Now he suddenly asked me, "What of the Poet-Lore piece. Has it gone yet?" "No, I am to go home and work on it tonight." "Ah! Then I am in time. Which is good, after my trouble." "Time for what? Have you suggestions to make? I hope so." Then he leaned forward to the bed, handing me from it a copy of my August Lippincott's and Bucke's "Whitman," with passages marked in each (in magazine from his own piece, in the book from Kennedy and Mrs. Gilchrist), and with manuscript slips thrust in the pages. "I am quite ready in my own work when I find a good thing I want to say said by another, to use him—quote him. It is wise for many ways. Perhaps you will like to do so in this. Anyway, I offer this to you. As to the August note, I should advise, use it last."

Then he went on earnestly, "As to 'Leaves of Grass' I can say—with all its spirit and naturalness, and as the thing blows—the wind blows—that is not the whole story. Spontaneity— spontaneity: that's the word, yet even that word needing to be used after a new sense. I am quite clear that I have broken a way—that I have indicated a path—a new, superiorally new, travel-road heretofore not trod by man. Some one of the German philosophers had said, life is not an achieved fact, but a becoming. And 'Leaves of Grass' is much like life in that respect. And indeed, old earth herself is still becoming and always will be the same. The old poets had spontaneity, too, but it was a spontaneity not of the sort we are after. 'Leaves of Grass' attempts the unattempted.
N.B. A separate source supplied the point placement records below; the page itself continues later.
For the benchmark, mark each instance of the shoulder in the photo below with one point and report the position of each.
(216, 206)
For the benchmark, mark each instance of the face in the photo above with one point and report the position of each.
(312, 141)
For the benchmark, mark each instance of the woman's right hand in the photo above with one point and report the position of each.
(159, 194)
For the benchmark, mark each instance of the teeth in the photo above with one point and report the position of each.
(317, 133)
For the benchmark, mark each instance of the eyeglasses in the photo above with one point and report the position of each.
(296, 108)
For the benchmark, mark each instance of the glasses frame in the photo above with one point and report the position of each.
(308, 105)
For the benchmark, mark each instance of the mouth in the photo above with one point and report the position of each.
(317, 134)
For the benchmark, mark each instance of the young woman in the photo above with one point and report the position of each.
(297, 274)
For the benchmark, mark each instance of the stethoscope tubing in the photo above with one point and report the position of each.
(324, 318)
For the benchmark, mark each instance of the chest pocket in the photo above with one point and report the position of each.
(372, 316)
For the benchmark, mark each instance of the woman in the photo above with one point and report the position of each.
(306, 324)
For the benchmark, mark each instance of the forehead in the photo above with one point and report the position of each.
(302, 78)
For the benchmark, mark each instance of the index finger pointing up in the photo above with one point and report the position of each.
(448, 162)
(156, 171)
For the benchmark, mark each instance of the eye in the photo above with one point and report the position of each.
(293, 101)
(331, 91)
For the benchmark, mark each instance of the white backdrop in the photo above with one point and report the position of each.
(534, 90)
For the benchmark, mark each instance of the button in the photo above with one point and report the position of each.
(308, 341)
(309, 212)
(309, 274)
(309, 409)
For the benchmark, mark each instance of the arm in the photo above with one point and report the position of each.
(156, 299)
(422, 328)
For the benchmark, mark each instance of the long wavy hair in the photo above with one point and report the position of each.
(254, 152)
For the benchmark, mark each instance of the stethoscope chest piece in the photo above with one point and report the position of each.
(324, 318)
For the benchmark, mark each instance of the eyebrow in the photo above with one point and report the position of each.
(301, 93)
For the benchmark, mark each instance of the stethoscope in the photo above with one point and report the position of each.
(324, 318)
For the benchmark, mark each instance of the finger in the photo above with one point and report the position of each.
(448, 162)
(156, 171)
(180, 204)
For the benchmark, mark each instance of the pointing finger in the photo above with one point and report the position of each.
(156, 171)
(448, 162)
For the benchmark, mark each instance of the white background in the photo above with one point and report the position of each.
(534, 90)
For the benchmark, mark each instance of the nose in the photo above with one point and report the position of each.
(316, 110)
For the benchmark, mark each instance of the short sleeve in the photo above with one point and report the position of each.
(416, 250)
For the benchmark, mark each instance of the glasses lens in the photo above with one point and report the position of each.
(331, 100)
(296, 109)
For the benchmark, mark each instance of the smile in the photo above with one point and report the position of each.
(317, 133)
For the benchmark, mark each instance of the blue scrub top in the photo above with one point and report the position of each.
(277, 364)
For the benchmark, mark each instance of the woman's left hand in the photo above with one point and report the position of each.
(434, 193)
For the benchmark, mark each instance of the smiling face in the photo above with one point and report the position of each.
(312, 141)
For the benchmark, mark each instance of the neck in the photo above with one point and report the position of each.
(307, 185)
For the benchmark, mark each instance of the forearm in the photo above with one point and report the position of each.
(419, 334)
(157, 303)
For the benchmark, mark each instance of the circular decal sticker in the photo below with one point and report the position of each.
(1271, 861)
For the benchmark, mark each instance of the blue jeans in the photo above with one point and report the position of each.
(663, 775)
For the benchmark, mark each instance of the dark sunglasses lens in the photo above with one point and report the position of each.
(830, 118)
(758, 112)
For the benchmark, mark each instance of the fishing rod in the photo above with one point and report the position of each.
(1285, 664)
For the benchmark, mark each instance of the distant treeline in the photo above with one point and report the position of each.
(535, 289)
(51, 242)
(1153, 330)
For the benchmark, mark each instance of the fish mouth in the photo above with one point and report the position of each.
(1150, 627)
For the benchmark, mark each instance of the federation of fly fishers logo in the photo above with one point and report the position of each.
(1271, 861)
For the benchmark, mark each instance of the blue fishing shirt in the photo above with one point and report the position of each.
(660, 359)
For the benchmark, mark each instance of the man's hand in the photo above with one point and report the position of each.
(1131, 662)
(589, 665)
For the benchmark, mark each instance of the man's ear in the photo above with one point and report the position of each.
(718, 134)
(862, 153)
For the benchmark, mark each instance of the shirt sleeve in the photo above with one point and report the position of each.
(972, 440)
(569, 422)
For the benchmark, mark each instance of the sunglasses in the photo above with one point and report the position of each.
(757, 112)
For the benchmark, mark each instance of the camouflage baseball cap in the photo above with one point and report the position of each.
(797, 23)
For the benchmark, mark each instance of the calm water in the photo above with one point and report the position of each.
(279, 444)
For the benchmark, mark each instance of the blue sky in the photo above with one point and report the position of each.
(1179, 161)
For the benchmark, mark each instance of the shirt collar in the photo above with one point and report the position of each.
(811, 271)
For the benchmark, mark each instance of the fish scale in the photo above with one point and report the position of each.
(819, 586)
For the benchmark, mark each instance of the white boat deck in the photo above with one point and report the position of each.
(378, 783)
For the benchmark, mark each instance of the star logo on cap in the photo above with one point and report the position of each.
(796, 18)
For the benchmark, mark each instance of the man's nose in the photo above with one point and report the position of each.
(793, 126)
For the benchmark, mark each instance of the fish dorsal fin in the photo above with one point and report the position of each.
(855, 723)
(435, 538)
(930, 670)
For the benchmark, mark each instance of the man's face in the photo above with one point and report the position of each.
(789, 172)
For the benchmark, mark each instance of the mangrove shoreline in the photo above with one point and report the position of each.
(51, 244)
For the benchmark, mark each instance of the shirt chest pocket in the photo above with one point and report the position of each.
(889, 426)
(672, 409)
Other poets have written and written with unmistakable power, grandeur, but my mark has been a distinct one—must be so recognized. I have no doubt but I have done what I say I have done, whatever else is uncertain and insecure. But you need not put this down. It is better said in those extracts than I am saying it now. O yes! The Nibelungen! They are grand poems, thrown out in utter disregard for traditions. Those fellows felt they might be as bloody as they chose." I remarked, "In a dispute the other night I said: the main question is not, what you are or have achieved, but which way are you tending?" W. at once, "That is another statement—a splendid one—to the same effect. Which way are we tending? That is the kernel of many a hard nut." W. read letter I showed him from Bucke. "So he thinks he will be here after Christmas! Will we? I wonder!" A rather dreary prognostic. But he said also, "Bucke is of a quick, exuberant nature: he seems to invite labor and excitement."

Up to Harned's later on, but he was not at home.